Model training

We suggest that you find and work with a voice actor who represents the custom voice you're aiming for. You need to record about 10 seconds of audio with your voice actor to use as training data. You also need to record the consent statement of the voice actor. It takes us less than a few minutes to train and serve the cloned model. There is no SLA support for critical bugs for pre-GA features.

Step 1: Create training data for cloning

Record the consent statement: To comply with legal and ethical guidelines for voice cloning, record the required consent statement as a mono WAV file, with LINEAR16 encoding and a 24 kHz sampling rate, in the appropriate language. (I am the owner of this voice and I consent to Google using this voice to create a synthetic voice model.)
Record initial audio: Use your computer microphone to record 10 seconds of audio as a LINEAR16-encoded, mono WAV file at a 24 kHz sampling rate. Ensure there is no background noise during the recording.
Store audio files: Save the recorded audio files in a designated Cloud Storage location.

Step 2: Create a cloned model

You can create a cloning project through the Text-to-Speech console.

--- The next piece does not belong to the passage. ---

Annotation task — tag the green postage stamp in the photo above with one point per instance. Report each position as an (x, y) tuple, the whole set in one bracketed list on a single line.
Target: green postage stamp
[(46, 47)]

Navigate to the Synthesize page within the Text-to-Speech console
Enter the text which will be synthesized into speech, and select the target language code (only en-US applies).
Select the Custom voice checkbox, and click Generate key.
Complete all the required fields in the subtask that opens.
A voice cloning key should now appear in the synthesize form:
- You can save this key for future use to skip the "Generate key" process in the future
- Note: We don't retain your key. Anyone with access to your Cloud project can use it to generate synthetic speech with your cloned voice, so be sure to keep it secure.
Toggle the Advanced settings section, and enter 24000 in the Sample rate (Hertz) field, then click Synthesize.

We only synthesize cloned voices at 24kHz as of now.

You can download or play the audio right away to hear how it sounds.